Tras un largo silencio, escuché un sorbetón.
—¿Estás llorando? —pregunté con suspicacia.
—Me alegro tanto por ti —dijo Emily con voz trémula—. Es una noticia maravillosa.
Fue durante una visita rutinaria al cuarto de baño un sábado por la tarde cuando lo vi. No eran las pequeñas manchas de las que me habían hablado. Aquello era rojo y estaba por todas partes.
—Garv —dije, sorprendida de mi serenidad—. ¡Garv, creo que debemos ir al hospital!
Al llegar al coche decidí que quería conducir. Fui muy insistente, algo relacionado con el control, quizá. Y Garv, que raras veces pierde los estribos, gritó:
—¡conduzco yo!
Recuerdo cada escena del trayecto hasta el hospital como una hiperrealidad. Las imágenes eran claras y definidas. Teníamos que cruzar la ciudad, pero estaba tan llena de compradores sabáticos que apenas conseguíamos avanzar. Tanto gentío me hizo sentirme sola en el mundo.
Al llegar al hospital, aparcamos en una plaza de ambulancia y hoy todavía podría describirte a la mujer del mostrador de admisiones.
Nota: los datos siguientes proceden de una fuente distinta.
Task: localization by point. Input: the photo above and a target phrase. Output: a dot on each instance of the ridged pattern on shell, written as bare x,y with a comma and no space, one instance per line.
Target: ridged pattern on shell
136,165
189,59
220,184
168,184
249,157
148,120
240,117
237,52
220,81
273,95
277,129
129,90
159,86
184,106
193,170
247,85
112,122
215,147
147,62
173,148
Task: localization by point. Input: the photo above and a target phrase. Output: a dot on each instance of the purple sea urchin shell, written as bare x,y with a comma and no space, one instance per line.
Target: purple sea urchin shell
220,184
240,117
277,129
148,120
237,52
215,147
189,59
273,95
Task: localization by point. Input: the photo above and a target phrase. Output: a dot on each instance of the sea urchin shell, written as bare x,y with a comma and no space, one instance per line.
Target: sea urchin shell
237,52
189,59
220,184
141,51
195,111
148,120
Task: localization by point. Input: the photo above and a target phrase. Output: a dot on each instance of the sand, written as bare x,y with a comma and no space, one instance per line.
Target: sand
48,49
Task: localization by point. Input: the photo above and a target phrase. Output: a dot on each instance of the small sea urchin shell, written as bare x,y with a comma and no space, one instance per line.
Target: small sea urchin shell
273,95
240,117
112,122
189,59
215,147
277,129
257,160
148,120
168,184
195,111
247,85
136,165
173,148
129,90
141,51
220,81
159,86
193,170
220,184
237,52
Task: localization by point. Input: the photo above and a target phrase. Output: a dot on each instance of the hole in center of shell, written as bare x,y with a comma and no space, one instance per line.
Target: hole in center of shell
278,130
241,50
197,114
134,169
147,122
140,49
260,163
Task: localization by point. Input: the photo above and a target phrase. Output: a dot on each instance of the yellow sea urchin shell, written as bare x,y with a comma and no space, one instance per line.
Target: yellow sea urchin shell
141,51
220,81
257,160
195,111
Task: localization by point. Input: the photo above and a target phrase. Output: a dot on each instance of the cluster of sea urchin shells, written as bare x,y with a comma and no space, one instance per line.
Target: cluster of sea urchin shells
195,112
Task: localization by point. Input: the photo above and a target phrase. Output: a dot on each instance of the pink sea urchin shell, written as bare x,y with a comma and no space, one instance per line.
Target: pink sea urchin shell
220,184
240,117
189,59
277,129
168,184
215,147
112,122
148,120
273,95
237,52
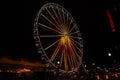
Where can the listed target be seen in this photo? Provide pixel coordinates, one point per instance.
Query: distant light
(109, 54)
(58, 62)
(93, 64)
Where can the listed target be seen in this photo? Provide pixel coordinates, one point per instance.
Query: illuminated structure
(58, 38)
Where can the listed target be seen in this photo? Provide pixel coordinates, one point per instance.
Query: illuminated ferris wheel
(58, 37)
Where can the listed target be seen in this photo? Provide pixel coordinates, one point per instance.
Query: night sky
(90, 15)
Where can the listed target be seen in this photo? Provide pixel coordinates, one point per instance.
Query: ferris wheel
(58, 37)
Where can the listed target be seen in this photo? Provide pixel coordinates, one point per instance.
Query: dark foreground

Me prometió que me examinarían lo antes posible y Garv y yo esperamos en sillas de plástico naranja atornilladas al suelo, sin hablar.
Cuando una enfermera vino a buscarme, Garv me prometió:
—Todo irá bien.
Se equivocaba.
Era un feto de nueve semanas, pero me sentía como si alguien que conocía hubiera muerto. Era demasiado pronto para saber el sexo, lo cual me hizo sentir aún peor.
Una pérdida compartida es más dura, creo. Podía dominar mi propio dolor, pero no el de Garv. Y había algo que tenía que decirle antes de que el sentimiento de culpa me devorara.
—Es culpa mía. Ha ocurrido porque no lo quería. Él o ella sabia que no era deseado.
—Pero tú lo deseabas.
—Al principio no.
Y Garv no respondió. Sabía que era cierto.